Martha Tuck Rozett

Professor Emerita and Collins Fellow

Ph.D., Michigan

Renaissance Literature, Shakespeare Studies

Constructing a World: Shakespeare's England and the New Historical Fiction

Martha Tuck Rozett gracefully handles a great deal of material with economy and precision, at once rehearsing traditional views of the subject while also offering an adventurous review of the con-temporary scene. Though the subject of historical fiction has been a topic of interest for many years, no one to my knowledge has managed to deal so effectively as Rozett does with the postmodern development of what she calls the New Historical Fiction.

- George Garrett, author of Death of the Fox

Taking its title from Umberto Eco's postscript to The Name of the Rose, the novel that inaugurated the New Historical Fiction in the early 1980s, Constructing a World, professor Rozett's latest study, provides a guide to the genre's defining characteristics.
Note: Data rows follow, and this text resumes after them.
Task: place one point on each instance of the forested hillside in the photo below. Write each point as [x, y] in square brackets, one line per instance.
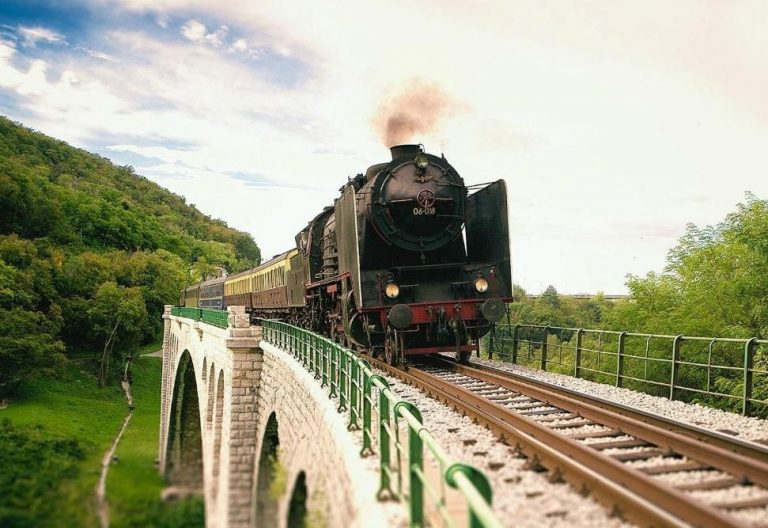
[90, 252]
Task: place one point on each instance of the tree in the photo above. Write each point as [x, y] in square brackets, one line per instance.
[118, 317]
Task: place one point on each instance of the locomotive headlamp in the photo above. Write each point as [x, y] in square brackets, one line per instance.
[481, 285]
[392, 290]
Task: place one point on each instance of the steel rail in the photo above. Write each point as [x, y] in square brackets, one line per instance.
[747, 448]
[628, 492]
[723, 458]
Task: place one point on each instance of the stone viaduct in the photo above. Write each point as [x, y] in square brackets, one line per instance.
[247, 428]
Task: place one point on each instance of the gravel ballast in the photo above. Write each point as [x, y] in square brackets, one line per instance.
[745, 428]
[522, 497]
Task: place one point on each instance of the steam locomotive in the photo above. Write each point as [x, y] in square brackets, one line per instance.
[409, 260]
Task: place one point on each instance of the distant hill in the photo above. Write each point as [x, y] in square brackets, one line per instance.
[90, 252]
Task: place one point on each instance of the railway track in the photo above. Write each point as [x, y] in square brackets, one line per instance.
[646, 469]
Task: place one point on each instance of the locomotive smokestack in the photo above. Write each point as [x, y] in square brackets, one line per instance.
[398, 151]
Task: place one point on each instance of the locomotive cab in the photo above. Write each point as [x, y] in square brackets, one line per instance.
[427, 263]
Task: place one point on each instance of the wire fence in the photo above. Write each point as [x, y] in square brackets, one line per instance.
[391, 429]
[727, 373]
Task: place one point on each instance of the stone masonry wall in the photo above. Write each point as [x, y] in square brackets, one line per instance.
[314, 438]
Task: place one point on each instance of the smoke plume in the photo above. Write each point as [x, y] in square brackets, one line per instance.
[416, 111]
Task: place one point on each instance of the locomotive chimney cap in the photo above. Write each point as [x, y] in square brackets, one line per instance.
[398, 151]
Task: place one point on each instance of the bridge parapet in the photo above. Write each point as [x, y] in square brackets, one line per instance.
[225, 398]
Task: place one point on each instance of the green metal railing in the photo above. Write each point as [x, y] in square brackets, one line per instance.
[724, 372]
[391, 428]
[213, 317]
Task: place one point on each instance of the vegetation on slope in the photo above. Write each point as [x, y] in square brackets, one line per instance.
[51, 443]
[715, 285]
[89, 254]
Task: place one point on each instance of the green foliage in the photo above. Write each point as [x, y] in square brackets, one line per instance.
[34, 465]
[71, 410]
[134, 484]
[117, 315]
[714, 283]
[554, 309]
[72, 223]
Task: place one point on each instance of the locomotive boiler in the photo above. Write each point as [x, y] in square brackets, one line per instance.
[408, 260]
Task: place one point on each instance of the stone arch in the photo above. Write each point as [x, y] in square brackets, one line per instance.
[297, 507]
[184, 466]
[219, 418]
[266, 499]
[211, 388]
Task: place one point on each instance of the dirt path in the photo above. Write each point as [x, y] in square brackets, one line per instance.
[106, 461]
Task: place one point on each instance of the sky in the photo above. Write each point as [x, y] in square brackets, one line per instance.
[614, 123]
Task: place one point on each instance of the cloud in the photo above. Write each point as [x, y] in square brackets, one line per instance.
[197, 32]
[99, 55]
[30, 36]
[603, 135]
[194, 30]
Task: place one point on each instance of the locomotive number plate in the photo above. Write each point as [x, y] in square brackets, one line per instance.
[426, 201]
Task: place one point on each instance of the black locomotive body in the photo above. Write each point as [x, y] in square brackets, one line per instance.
[407, 261]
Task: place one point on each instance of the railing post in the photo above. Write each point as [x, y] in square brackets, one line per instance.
[490, 341]
[334, 365]
[342, 378]
[415, 464]
[514, 343]
[478, 479]
[577, 361]
[620, 360]
[367, 410]
[324, 361]
[673, 378]
[385, 482]
[354, 387]
[749, 359]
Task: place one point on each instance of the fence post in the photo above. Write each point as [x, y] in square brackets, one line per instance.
[354, 388]
[415, 463]
[324, 361]
[577, 361]
[478, 479]
[749, 359]
[342, 378]
[514, 343]
[367, 399]
[333, 368]
[675, 365]
[490, 341]
[620, 360]
[385, 481]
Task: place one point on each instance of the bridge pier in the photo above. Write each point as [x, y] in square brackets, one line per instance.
[208, 413]
[249, 429]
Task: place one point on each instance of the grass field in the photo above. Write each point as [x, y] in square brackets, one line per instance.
[52, 438]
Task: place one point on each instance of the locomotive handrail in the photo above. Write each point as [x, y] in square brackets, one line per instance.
[360, 391]
[721, 371]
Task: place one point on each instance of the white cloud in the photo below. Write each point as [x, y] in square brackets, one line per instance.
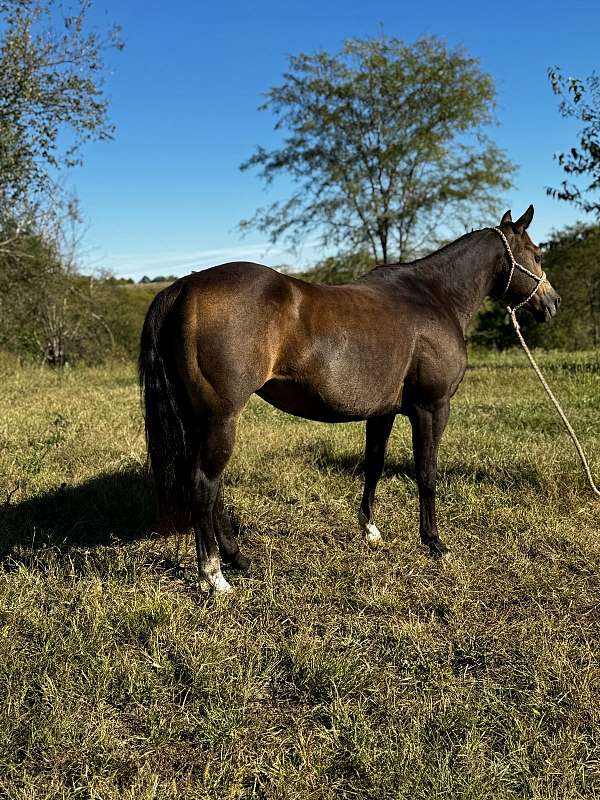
[181, 262]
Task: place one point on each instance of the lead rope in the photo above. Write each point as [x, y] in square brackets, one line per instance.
[513, 317]
[550, 393]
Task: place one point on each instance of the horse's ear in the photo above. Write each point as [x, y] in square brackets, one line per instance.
[524, 222]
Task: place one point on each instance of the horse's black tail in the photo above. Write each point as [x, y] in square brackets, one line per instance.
[168, 415]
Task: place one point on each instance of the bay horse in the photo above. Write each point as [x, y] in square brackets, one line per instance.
[392, 342]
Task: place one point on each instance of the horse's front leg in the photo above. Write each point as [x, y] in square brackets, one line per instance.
[428, 424]
[378, 433]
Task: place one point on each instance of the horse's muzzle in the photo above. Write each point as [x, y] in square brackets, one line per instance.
[548, 305]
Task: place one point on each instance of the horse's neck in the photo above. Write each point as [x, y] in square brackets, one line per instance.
[463, 273]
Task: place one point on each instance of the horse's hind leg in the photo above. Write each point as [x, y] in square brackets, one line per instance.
[378, 433]
[228, 546]
[215, 445]
[428, 426]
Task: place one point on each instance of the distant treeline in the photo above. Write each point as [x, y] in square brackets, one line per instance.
[571, 258]
[51, 313]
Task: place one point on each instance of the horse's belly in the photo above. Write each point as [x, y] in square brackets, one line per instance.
[334, 405]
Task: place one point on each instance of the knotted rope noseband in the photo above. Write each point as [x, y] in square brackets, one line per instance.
[539, 279]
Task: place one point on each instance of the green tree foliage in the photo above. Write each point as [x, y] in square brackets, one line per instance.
[580, 100]
[572, 260]
[51, 104]
[387, 145]
[335, 270]
[50, 313]
[51, 94]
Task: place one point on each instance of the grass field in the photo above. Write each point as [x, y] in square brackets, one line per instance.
[334, 672]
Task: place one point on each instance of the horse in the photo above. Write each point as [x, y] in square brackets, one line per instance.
[392, 342]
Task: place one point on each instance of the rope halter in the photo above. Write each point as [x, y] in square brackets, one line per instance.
[539, 279]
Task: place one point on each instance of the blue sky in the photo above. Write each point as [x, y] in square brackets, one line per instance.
[166, 195]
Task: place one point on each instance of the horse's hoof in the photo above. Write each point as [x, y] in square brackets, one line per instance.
[214, 584]
[371, 532]
[438, 551]
[245, 565]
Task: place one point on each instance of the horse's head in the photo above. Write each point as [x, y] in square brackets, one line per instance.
[518, 287]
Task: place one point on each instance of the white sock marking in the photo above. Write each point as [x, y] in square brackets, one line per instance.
[371, 531]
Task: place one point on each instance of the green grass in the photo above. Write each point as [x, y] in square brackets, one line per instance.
[334, 671]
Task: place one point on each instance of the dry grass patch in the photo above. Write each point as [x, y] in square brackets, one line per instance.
[333, 671]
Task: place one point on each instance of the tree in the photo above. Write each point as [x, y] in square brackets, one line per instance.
[51, 96]
[387, 145]
[580, 100]
[572, 259]
[51, 104]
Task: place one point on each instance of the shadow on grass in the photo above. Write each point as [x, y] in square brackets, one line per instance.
[112, 507]
[321, 454]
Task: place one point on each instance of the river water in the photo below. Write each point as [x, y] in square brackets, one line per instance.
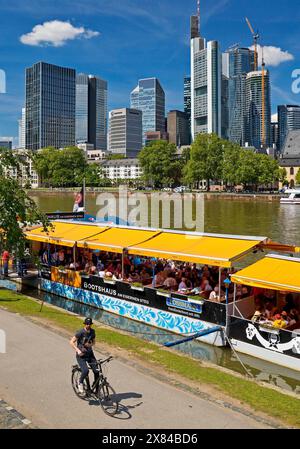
[249, 216]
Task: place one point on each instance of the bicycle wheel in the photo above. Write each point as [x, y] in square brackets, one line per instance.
[76, 373]
[108, 399]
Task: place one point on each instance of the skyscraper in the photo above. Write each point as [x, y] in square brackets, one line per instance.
[240, 62]
[288, 120]
[50, 106]
[22, 125]
[149, 97]
[187, 99]
[254, 115]
[91, 111]
[206, 83]
[178, 128]
[125, 132]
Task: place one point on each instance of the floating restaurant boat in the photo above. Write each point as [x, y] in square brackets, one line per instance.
[185, 313]
[292, 196]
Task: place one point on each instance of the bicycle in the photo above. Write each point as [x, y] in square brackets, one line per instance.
[101, 390]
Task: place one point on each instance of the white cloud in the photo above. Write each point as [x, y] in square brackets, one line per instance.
[55, 33]
[273, 56]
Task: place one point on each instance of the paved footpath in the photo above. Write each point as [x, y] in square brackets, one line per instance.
[35, 380]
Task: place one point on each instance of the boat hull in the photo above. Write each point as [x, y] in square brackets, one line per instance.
[136, 310]
[278, 346]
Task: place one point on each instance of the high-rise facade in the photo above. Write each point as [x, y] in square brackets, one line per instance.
[178, 128]
[258, 134]
[288, 120]
[22, 125]
[125, 132]
[91, 111]
[50, 106]
[240, 62]
[206, 83]
[149, 97]
[6, 142]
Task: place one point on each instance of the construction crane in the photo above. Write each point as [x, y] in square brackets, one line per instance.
[255, 41]
[263, 101]
[256, 37]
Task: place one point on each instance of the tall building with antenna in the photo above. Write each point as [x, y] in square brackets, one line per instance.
[206, 82]
[240, 62]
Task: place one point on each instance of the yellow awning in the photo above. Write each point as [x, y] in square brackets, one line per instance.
[272, 272]
[65, 234]
[115, 239]
[217, 251]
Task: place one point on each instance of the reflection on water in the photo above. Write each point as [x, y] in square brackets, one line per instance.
[244, 217]
[282, 377]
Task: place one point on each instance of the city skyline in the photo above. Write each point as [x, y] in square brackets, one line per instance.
[123, 50]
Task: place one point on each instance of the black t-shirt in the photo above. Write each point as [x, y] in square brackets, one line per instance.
[85, 337]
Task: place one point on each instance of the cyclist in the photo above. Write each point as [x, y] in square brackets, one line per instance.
[83, 342]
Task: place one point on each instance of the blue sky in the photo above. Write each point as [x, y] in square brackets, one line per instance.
[124, 40]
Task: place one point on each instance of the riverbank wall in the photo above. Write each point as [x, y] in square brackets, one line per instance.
[207, 195]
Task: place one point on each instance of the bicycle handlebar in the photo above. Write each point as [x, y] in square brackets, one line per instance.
[105, 360]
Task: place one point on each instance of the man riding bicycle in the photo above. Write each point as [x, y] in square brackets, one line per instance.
[83, 342]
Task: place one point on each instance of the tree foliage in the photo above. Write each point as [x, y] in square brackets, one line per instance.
[160, 164]
[61, 168]
[298, 177]
[94, 176]
[205, 161]
[17, 209]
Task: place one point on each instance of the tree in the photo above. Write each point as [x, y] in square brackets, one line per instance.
[94, 176]
[160, 164]
[61, 168]
[17, 209]
[206, 158]
[298, 177]
[230, 163]
[268, 168]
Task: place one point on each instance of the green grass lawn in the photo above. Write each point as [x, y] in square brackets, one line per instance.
[273, 403]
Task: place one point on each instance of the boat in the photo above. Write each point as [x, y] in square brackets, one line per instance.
[292, 196]
[184, 313]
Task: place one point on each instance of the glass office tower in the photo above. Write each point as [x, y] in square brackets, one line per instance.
[50, 106]
[206, 83]
[240, 62]
[254, 116]
[149, 97]
[288, 120]
[91, 111]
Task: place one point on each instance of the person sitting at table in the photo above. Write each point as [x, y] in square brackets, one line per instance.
[279, 322]
[206, 288]
[182, 287]
[214, 295]
[170, 282]
[159, 278]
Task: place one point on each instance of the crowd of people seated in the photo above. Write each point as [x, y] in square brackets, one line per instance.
[180, 277]
[281, 316]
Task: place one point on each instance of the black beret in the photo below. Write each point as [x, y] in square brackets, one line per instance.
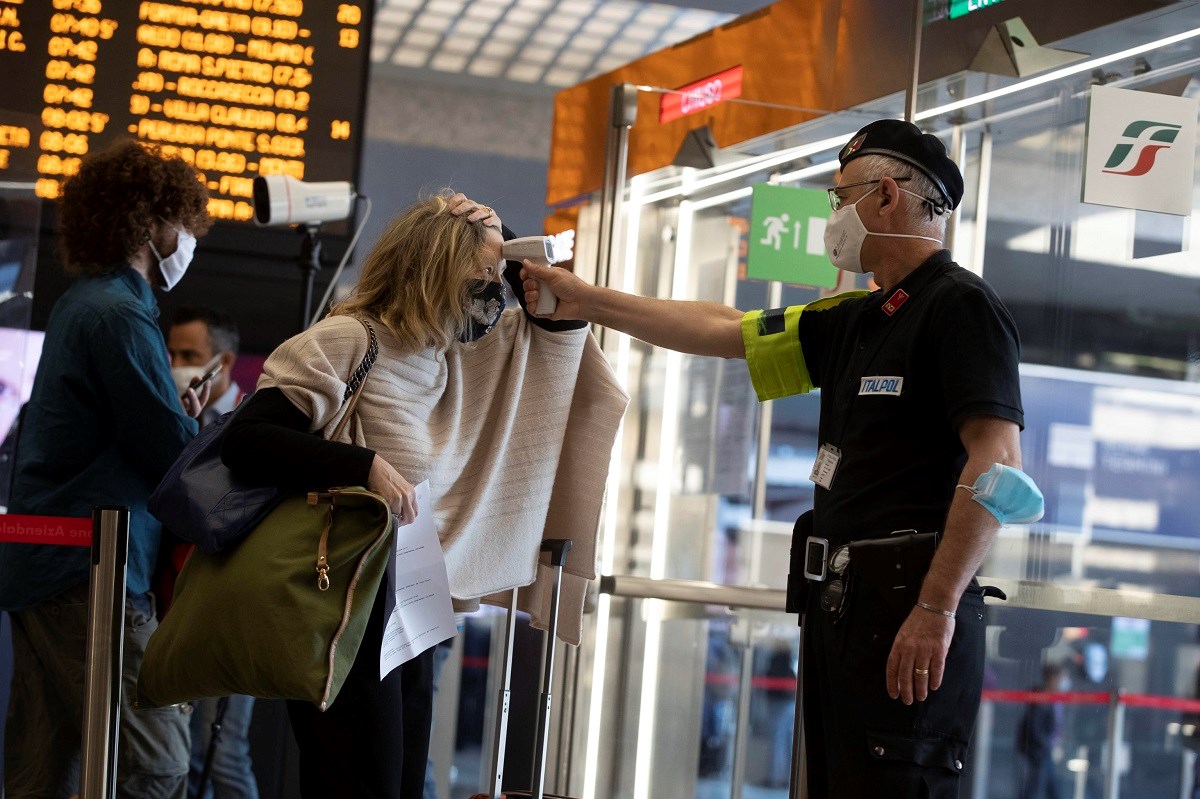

It also serves as a lively account of the way Shakespeare, Marlowe, Raleigh, Queen Elizabeth I, and their con-temporaries have been depicted by such writers as Anthony Burgess, George Garrett, Patricia Finney, Barry Unsworth, and Rosalind Miles. Innovative historical novels written during the past two or three decades have transformed the genre, producing some extraordinary bestsellers as well as less widely read serious fiction. Shakespearean scholar Martha Tuck Rozett engages in an ongoing conversation about the genre of historical fiction, drawing attention to the metacommentary contained in “Afterwords” or "Historical Notes"; the imaginative reconstruction of the diction and mentality of the past; the way Shakespearean phrases, names, and themes are appropriated; and the counterfactual scenarios writers invent as they reinvent the past.

Academic Profile

Martha T. Rozett is a professor of English at the University at Albany, SUNY, where she has taught and served in various administrative capacities since 1973. In May 2002 she was named a Collins Fellow, the university’s major award for service. She received a BA in English from Harvard University and a PhD in English from The University of Michigan. Her teaching focuses mainly on Shakespeare and on contemporary historical fiction. She is active in the English department graduate program and regularly teaches graduate seminars on Shakespeare: Sources and Offshoots, Writing and Revision, Teaching Shakespeare, and The New Historical Fiction. Rozett has served as Director of Graduate Studies, MA Advisor, Director of Undergraduate Studies, and Associate Dean of Humanities and Fine Arts in the course of her career at Albany. Her activities in the Albany community include serving on the Education Committee of Capital Repertory Theatre and on the Board and the Education Committee of Congregation B’nai Shalom, and serving as a judge for the English Speaking Union’s regional Shakespeare competition. She is also a member of the board of Capital Repertory Theatre in Albany.

Martha publishes widely on Shakespeare and Shakespeare pedagogy and, more recently, on historical fiction. Her books include THE DOCTRINE OF ELECTION AND THE EMERGENCE OF ELIZABETHAN TRAGEDY (1984), TALKING BACK TO SHAKESPEARE (1994) and CONSTRUCTING A WORLD: SHAKESPEARE’S ENGLAND AND THE NEW HISTORICAL FICTION (2003). She also reviews books for Shakespeare Quarterly and performances of Shakespeare plays for Shakespeare Bulletin. She takes an active interest in the teaching of Shakespeare to young people and offers workshops for theatre-related arts-in-education programs in New York City.